Case Adjourned For Three Months From High Court
A son looking to have his mother’s two wills reinstated has now heard a High Court judge express concern over the original judge’s decision.
The judgment from the High Court handed down this week (4 May) was significant for its commentary on the test for testamentary capacity and whether Jean Clitheroe, who died in 2017, suffered from delusions.
Leading national law firm Irwin Mitchell, who is representing John in the appeal, argued that the Mental Capacity Act 2005 is the correct test for testamentary capacity rather than the common law Banks v Goodfellow test or, alternatively, that the Deputy Master had misapplied Banks v Goodfellow in relation to the delusions test and/or made findings as to delusions which were not open to him.
While Falk J declined to overturn the 150-year-old common law test, she did for the first time carry out a full review of the authorities on delusions and found that a delusion must be a belief which is both irrational and fixed.
She said the correct approach is to carry out “a holistic assessment of all the evidence” and expressed concern that the Deputy Master may not have taken full account of the need for the beliefs to be fixed.
She agreed that the belief on the part of Jean about Sue being a ‘shopaholic’ or ‘spendthrift’ which was the primary reason Jean cited in her instructions for her 2010 Will, was on the face of it hard to classify as a delusion.
Falk J has adjourned the appeals for three months to see if an agreement between the two parties can be reached.
Expert Opinion
“While the judge declined to apply the Mental Capacity Act test to testamentary capacity, she did recognise there was a potential tension in having two tests.
“It’s also significant that the judge criticised Deputy Master Linwood’s decision below, on the application of limb four of the Banks v Goodfellow test by raising concern that he may not have taken full account of the need for Jean’s beliefs to be fixed.
“We will continue to work hard to closely support John over the adjournment and alternative dispute resolution during this emotionally difficult time for him and his family.” Nicola Bushby - Partner
Background
Jean Clitheroe died in 2017, leaving almost the entirety of her estate to her son, John. While two Wills had been made and validly executed, her daughter Susan Bond was cut out of both; Jean said because Sue was ‘a shopaholic and would just fritter it away’; the second will made wider allegations of theft from the property of Jean’s deceased daughter, Debs.
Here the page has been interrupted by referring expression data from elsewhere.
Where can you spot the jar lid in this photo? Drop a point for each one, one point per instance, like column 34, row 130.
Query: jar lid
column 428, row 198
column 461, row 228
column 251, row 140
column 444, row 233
While John argued both wills were valid, Susan argued the allegations were untrue and were caused by Jean suffering from a complex grief reaction to Debra’s death which poisoned her mind against Susan.
The judge found that while John hadn’t interfered in Susan and Jean’s relationship, there was evidence showing Jean suffered from an ‘affective grief disorder’ and that Susan had no noteworthy shopping habits. The 2010 and 2013 wills were both struck out and Jean was ruled to have died intestate.